Secretary for Housing, Planning and Lands Michael Suen Ming-yeung said at a meeting of Legco's planning, lands and works panel that there were loopholes which needed plugging, but he did not go into details.


'We are going through the files. We want to find out the problems and study how to fine-tune the system. We want the study to be completed as soon as possible,' he said.


Mr Suen said the government was preparing a list that details land granted by private treaty - sold directly rather than through auction. The list will include sites on which developers paid premiums to change their use to residential or commercial purposes.


The government grants land for a nominal amount to groups and companies under private treaties to allow the construction of community facilities, such as schools, churches, welfare centres and oil and power stations. Developers who purchase the sites and want to change their use must pay a premium. The procedure requires negotiations with officials and approval from the Executive Council.

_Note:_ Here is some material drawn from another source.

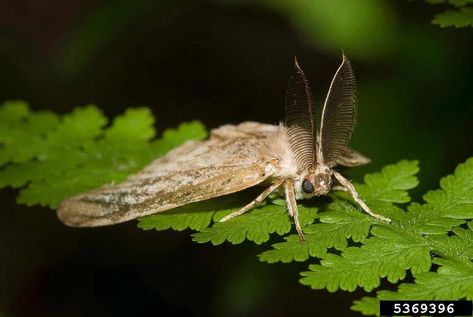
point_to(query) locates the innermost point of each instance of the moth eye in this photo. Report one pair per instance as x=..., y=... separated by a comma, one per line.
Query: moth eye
x=307, y=187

A total of 20.9 hectares of land was granted last year under private treaties. Mr Suen said there was a consensus that the government should come up with a way to deal with the issue.


'I want it to come out as soon as possible. There are applications on the table, but I don't think it is appropriate to handle the applications before we come up with a new method,' he said.


Democratic Party legislator James To Kun-sun said he hoped the new system would be fair and free from any chance of collusion.


Mr To said he was sceptical about Exco's gate-keeping role. 'Property developers have their representatives at Exco. Exco decisions are often business decisions.'


Lau Chun-kong, a regional director of property consultants Jones Lang LaSalle, said he did not expect the halt on applications would have a big impact on property supply.


Meanwhile, Town Planning Board meetings could open to the public as early as May.


Permanent Secretary for Housing, Planning and Lands Rita Lau Ng Wai-lan urged legislators to approve the date proposed for implementing the amended Town Planning Ordinance.


Under the amendment, the public will be allowed to attend meetings when applicants present their cases. But discussion will still be held behind closed doors to avoid sensitive issues being leaked.